— Плачь, мать скорбящая, но и радующаяся, плачь! — воскликнул отец Фёдор. — Понятны нам всем твои материнские слёзы. Единого сына своего отдала ты на жертву, как во время оно Авраам отдал на жертву Исаака своего. И как Исаак, будет возвращён сын твой!
— Аминь! — закончил отец Пётр и продолжал: — Итак, господа, друзья мои, из сего письма явствует, что, собственно говоря, на дунайском театре война фактически ещё не началась. Пока идут лишь приготовления к решительному удару.
— Вот именно! — отозвался Лукомцев. — Судя по всему, наши перейдут Дунай, ударят на Балканы, а там уже и рукой подать до Константинополя.
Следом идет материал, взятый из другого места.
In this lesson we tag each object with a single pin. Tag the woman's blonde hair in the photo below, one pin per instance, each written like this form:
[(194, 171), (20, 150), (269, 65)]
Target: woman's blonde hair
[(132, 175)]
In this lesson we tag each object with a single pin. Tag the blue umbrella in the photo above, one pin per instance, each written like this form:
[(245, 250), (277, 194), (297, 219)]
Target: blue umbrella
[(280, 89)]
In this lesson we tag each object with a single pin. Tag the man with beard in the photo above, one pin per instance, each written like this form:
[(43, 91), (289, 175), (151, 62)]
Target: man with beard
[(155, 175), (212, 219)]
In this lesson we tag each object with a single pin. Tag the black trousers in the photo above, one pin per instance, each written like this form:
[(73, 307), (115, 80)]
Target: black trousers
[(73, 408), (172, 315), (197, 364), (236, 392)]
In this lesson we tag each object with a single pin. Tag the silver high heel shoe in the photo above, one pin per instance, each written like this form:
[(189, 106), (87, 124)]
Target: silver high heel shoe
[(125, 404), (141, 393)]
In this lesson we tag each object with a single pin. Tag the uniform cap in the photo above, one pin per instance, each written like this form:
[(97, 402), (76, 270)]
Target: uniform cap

— Можно ожидать, что к осени всё будет кончено, — заметил его сосед.
— Давай то Бог, чтобы так было! — воскликнула Марья Даниловна. — Хорошо всё это, утешаете вы, добрые мои, меня, а сердце-то материнское знать ничего не хочет — так вот на части и рвётся... Да и одно ли моё сердце! Наверное, десятки, а то и сотни тысяч материнских сердец вот точно так же рвутся и беспокоятся. Ни минуточки нет облегчения от тоски. Постоянно одни и те же мысли: что-то с ним, как-то он! Жив ли, не подвернулся ли под злодейку-пулю?
— Никто, как Бог, Марья Даниловна! На Него уповайте! — наставительно сказал отец Пётр.
Он хотел ещё что-то прибавить в утешение скорбящей матери, но как раз в это время в зал вбежал весь запыхавшийся от быстрой ходьбы соборный причетник.
— Батюшка! Отец протопоп! — задыхаясь и едва выговаривая слова, начал он. — В собор с отцом Фёдором как можно скорей извольте пожаловать.
— Что такое? Зачем?
Все всполошились, повставали со своих мест, ожидая ответа.
— Его высокопреосвященство прислал сказать... Телеграмма получена... Новая победа... Наши перешли Дунай у Галаца... Благодарственное молебствие, губернатор, голова — все в соборе сейчас будут...
Отец Пётр с секунду молчал, как бы поражённый этим известием, потом, обратившись в передний угол к божнице, дрожащим от волнения голосом произнёс:
— Господи! Помяни павших на поле брани во царствии Твоём!
Около пехотинцев, но всё-таки несколько поодаль от них, пристроились на большом лугу воины, каких, пожалуй, нигде, кроме России, да и в России-то разве лишь на одном Кавказе, — не сыскать. Есть тут и молодые, и старики; все — среднего роста, горбоносые, кряжистые, мускулистые крепыши. Лето. Солнце так и жарит с высоты небесной, а молодцы все в тяжелейших меховых папахах, надетых на чубатые головы как попало: у кого на затылок, у кого совсем на левое ухо съехала, у кого низко-низко на лоб надвинулась; длиннополые их черкески на груди увешаны «хозярями»; длинные-предлинные у поясов кинжалы. Вместо обуви — мягкие кожаные пасталы, привитые к ногам онучами. Это — пластуны-кубанцы, явившиеся на берега Дуная послужить своему царю. Их здесь всего две сотни, но эти сотни, когда нужно следить за врагом, многих иных тысяч стоят. Недаром же с суворовских времён, когда великий русский полководец устроил на Кубани «линию», то есть расположил вдоль берега этой реки особые пограничные войска, которые должны были сдерживать буйных черкесов, постоянно покрывали себя славой в бесчисленных схватках с врагами эти молодцы. Недаром же про них и поговорка сложилась, будто пластун на три сажени вглубь земли слышит и не только что глазами, даже носом вдали, что ему нужно, видит.
Чу! Издали несётся любимая солдатская песня...
— У нас, круподёры, переняли! Это наши отцы да деды певали, когда дрались за Лабой на Кавказе, — ворчал старик-пластун, но всё-таки с видимым удовольствием прислушивался к хорошо знакомым звукам любимой песни.
— Стрелки! Стрелки идут! — проносится с быстротой молнии по лагерю весть, и все, кто только может, высыпают к своим линиям навстречу подходящей 4-й стрелковой бригаде, «железной», как её уже стали называть в армии.